In essence she overcame her fears and could finally face her past and tell the whole story of her epic journey that began when she was 7 years old when both of her parents died. She told me she was haunted by these memories all her life but now she was liberated and free from fear. When we went to the missions she felt it was time for me to hear the whole story before she died. Now her focus of concern was for the dead Indians who refused to be slaves and were murdered for disobeying G*D by the priests and nuns. When you think about it, these missions were early ‘sweatshops’, only difference is sweatshops pay real wages of around a dollar a day. Oh boy, does this fabulous wage include a 401K and healthcare?


She said that little had changed since the days Indians were beaten for not accepting the European G*D in the early 1940’s when she was finally rescued by her brothers and taken back to America. The only difference was the method of euthanization that was perpetrated against the natives. But then again we don’t know what happened in the catacombs beneath the house of G*D. But skeletons nailed to tunnel walls hinted of darker days in the past, don’t you think? Maybe it was just leftovers from their annual Halloween Haunted House and the bones were made of latex. Yeah, that’s it, oh silly me the eternal skeptic.


Now I had a complete picture of my mom’s life and why she married a Scotsman for their childhoods were scared by child abuse of every kind by people of the cloth. In my step-dad’s case it was the Church of England who had dominion over boarding schools. Their disdain for the Scots was equally barbaric writhe with abuses of every kind imaginable. And it was in the name of G*D.

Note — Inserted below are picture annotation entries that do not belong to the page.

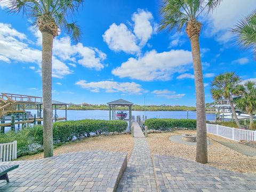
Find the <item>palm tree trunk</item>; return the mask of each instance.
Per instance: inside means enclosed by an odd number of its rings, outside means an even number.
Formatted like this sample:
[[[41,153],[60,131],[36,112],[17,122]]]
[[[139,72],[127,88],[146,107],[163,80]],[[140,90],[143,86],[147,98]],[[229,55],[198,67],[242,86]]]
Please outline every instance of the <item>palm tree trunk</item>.
[[[46,31],[43,36],[42,51],[42,80],[44,115],[44,157],[53,156],[52,106],[52,57],[53,36]]]
[[[190,38],[193,59],[195,85],[196,95],[196,161],[207,162],[207,130],[204,87],[202,70],[199,35]]]
[[[253,125],[253,114],[252,113],[249,114],[250,115],[250,125],[249,125],[249,130],[252,130],[252,127]]]
[[[230,105],[231,110],[232,110],[232,114],[233,114],[234,118],[235,118],[235,121],[236,121],[236,124],[237,125],[237,127],[240,128],[240,123],[239,123],[238,118],[237,117],[237,115],[236,115],[236,110],[235,110],[233,102],[231,100],[230,98],[228,99],[228,101],[229,101],[229,104]]]

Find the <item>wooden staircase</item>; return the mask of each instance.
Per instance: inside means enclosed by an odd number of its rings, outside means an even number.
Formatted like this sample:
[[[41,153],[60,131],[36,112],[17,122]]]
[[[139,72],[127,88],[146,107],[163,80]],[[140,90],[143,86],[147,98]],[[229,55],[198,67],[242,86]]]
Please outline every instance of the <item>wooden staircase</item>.
[[[25,105],[42,102],[39,97],[2,93],[0,94],[0,117],[9,114],[25,111]]]

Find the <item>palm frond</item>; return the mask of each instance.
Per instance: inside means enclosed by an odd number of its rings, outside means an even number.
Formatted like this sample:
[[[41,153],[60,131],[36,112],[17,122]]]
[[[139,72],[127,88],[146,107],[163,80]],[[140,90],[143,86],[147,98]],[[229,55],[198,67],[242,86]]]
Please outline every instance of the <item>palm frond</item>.
[[[236,35],[238,45],[246,49],[252,48],[256,56],[256,10],[241,19],[231,30]]]

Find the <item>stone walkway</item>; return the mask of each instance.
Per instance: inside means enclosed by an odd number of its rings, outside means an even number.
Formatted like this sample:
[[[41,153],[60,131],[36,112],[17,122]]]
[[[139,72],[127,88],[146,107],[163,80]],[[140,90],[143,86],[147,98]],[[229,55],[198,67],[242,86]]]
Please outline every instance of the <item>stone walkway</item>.
[[[174,157],[155,155],[158,189],[166,191],[256,191],[256,175]]]
[[[0,181],[0,191],[115,191],[127,165],[127,154],[78,152],[34,161],[1,162],[19,164]]]
[[[133,125],[134,148],[117,191],[157,191],[149,147],[138,123]]]

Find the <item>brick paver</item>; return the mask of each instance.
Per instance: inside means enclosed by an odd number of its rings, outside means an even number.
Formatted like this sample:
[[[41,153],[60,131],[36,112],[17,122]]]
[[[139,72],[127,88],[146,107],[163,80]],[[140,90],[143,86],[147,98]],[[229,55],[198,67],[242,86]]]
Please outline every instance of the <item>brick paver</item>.
[[[154,159],[160,191],[256,191],[256,175],[166,155]]]
[[[117,191],[157,191],[149,147],[145,138],[134,138],[134,148]]]
[[[10,183],[0,191],[114,191],[127,165],[127,154],[78,152],[42,159],[1,162],[18,164]]]

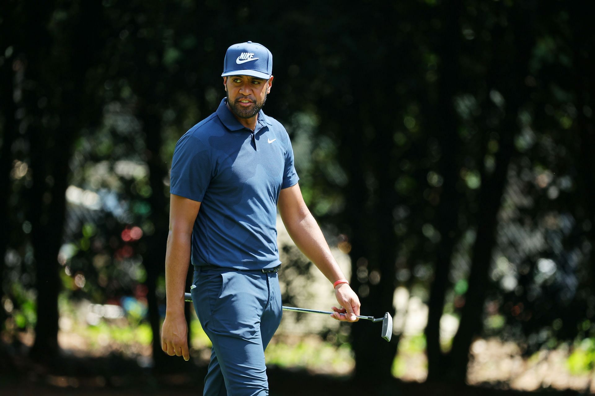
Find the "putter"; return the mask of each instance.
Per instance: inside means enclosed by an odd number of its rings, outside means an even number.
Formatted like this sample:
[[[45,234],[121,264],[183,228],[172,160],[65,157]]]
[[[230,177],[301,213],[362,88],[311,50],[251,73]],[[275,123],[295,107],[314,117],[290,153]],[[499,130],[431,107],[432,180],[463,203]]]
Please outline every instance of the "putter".
[[[192,302],[192,296],[190,293],[184,293],[184,300]],[[308,313],[324,313],[325,315],[331,315],[334,313],[331,311],[318,311],[315,309],[306,309],[305,308],[295,308],[294,307],[283,307],[283,309],[286,311],[295,311],[296,312],[306,312]],[[342,313],[342,315],[345,314]],[[393,317],[388,312],[384,313],[383,318],[374,318],[374,316],[362,316],[356,315],[359,319],[371,320],[372,322],[382,322],[382,331],[380,336],[387,341],[390,341],[390,338],[393,336]]]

Ole Norman my step-dad also told me of the gruesome and perverted Saxon head masters who systematically abused little boys. His stories of how he was savagely beaten with a cat of nine tails for no reason other than being a Scot still burns in my memory.


I was placed in foster care when my mom contracted TB. I was segregated from other kids and got beaten like a red headed step child. I had my taste of abuse as well. But for those who never lived in an orphanage or foster care, you have no idea what it’s like and maybe you should shut your opinionated and miss-informed pie hole before someone plants a fist in it for running your clueless mouth. Just remember, people who’ve survived abuses of any kind also suffer ‘Post Traumatic Stress Disorder’ and in some cases, ‘Anger Management Issues’ as well.


This is not about BAD religions homeboy/homegirl, it’s about people who hide behind religions, social status and positions of trust to perpetrate crimes against children. You know who you are and soon everyone will know what you are. And if you’re to lame to understand that, then you deserve the dental surgery a survivor will give you, for free.


Nothing gets my ire more than bonehead experts who never saw a day of foster care but have meaningless opinions, quote scriptures and have no clue what they are talking about. They can cause more harm than good if the truth was know. An inept PTSD counselor who dared to ‘test’ my reactions almost lost his life and I’m not kidding. Survivors of abuse can spot them the moment they open their big mouths to flatulate like politicians hunting the vote. Gads, my PTSDs are flaring up now.


As the spirit world interfaces more and more with our plain of existence during this era of absolute change the secrets of the Contemporary Elitist Libertines will be reveled for their false G*D has no dominion over the spirit world. It was said in many visions, “The people will know the truth when they hear it” and the Pandora’s Box of Truth is now wide open boys and girls and the show has only just begun.


We should all know by now that the real architect of the universe never condoned the abuse of children or anyone else for that matter.


Those were the words of the False G*D and Celestial Douche Bag, Mork.
 
  Bada Bing, Bada Bang, Bada Boom, capice paisan?